CUDA Mergesort algorithm idea.

I am recently working on a MergeSort algorithm on CUDA. I have some doubts to develpe the logic about how to do it parallaly. I already implemented CPU version of it.

My input arraysize could be from 1 till 2^20. On CUDA how could I take a part of Large array and then sort it and then make array size big in fractional steps and sort the elements?

For example, if I have my array size of 32 elements. At first I take 8 threads to sort 4 elements each and then I make my array slice to 8,16,32. How to effectively do this on CUDA?

That’s pretty much everyone’s problem when porting CPU code to GPU, and it can take weeks to figure out one possible solution. My suggestion would be to first see if this problem wasn’t already solved, and then search and read as many similar problems as possible and bring the basic concepts that parallel implementations often share.

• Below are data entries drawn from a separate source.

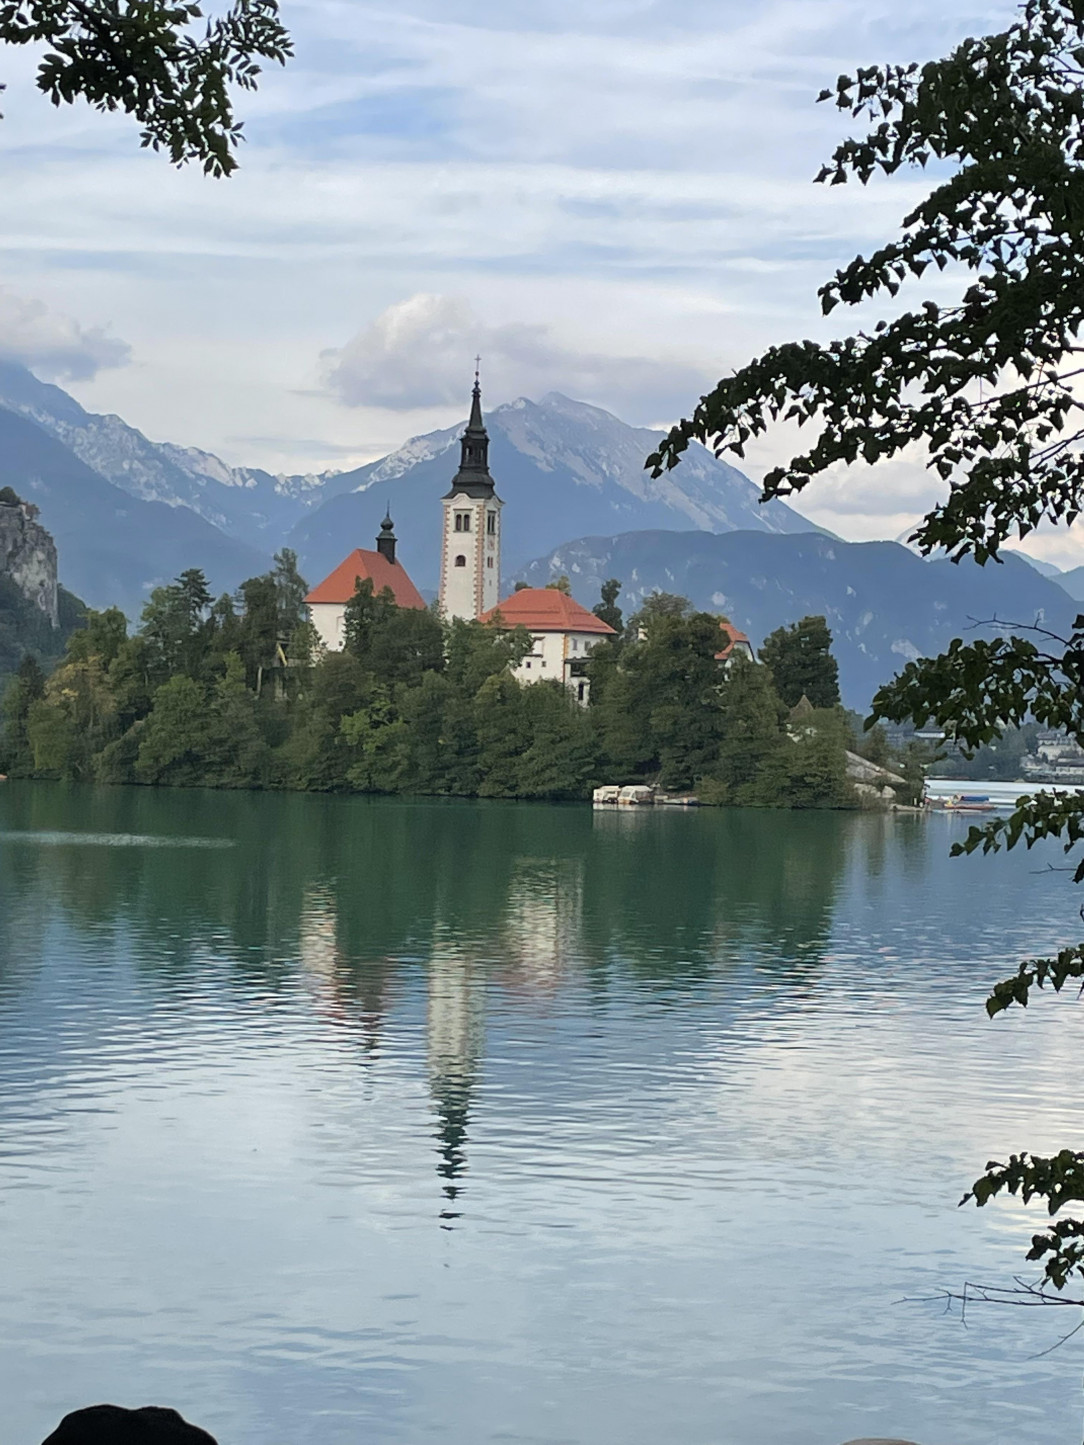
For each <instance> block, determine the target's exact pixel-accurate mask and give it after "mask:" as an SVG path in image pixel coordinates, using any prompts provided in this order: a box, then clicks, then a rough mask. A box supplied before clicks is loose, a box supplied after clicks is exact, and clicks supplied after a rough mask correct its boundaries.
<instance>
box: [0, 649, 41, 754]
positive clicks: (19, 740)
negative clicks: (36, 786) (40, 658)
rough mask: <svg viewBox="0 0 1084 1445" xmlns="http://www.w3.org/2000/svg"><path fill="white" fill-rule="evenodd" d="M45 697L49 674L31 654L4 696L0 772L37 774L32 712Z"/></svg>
mask: <svg viewBox="0 0 1084 1445" xmlns="http://www.w3.org/2000/svg"><path fill="white" fill-rule="evenodd" d="M43 694H45V673H43V672H42V668H40V663H39V662H38V659H36V657H33V656H32V655H30V653H27V655H26V656H25V657H23V660H22V662H20V663H19V670H17V672H16V675H14V678H13V679H12V682H10V685H9V688H7V692H6V694H4V705H3V722H4V728H3V737H0V772H6V773H12V776H14V777H25V776H27V775H29V773H32V772H33V749H32V746H30V737H29V733H27V722H29V717H30V708H32V707H33V704H35V702H38V701H39V698H42V696H43Z"/></svg>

Personally I don’t think people will just drop some code here unless they already have it.

hello

Yes, I have solved the problem and working to finalize it with the help of some available resources. but now there is a problem in code. IT is how to run “(call)” Cuda function(global) from another CUDA function?

It gives me an error that it is allowed on compute architecture compute_35 or above. So I tried to change command line option to --gpu-architecture=compute_35 OR arch=compute_35 but still getting the same error.

I am having NVIDIA MX150 graphics card and some online post says it has compute capability of compute_61. but it is not working

Might be someone could have an idea how to deal with such problem?

-arch=sm_35 -rdc=true -lcudadevrt

I solved the problem but I think it was something else. I changed the flag as you have told but still had an error.

So I changed the execution space-specifier from global to device. and then called device function from global and it compiles without an error.

I think there is no way to call global from global. Is there?

yes you can call global from global

It is called CUDA Dynamic Parallelism, and there is a whole section of the programming guide that explains it.

https://docs.nvidia.com/cuda/cuda-c-programming-guide/index.html#cuda-dynamic-parallelism

If you call a global function in device code, it must be properly configured: <<<…>>> just as you would when calling it from host code.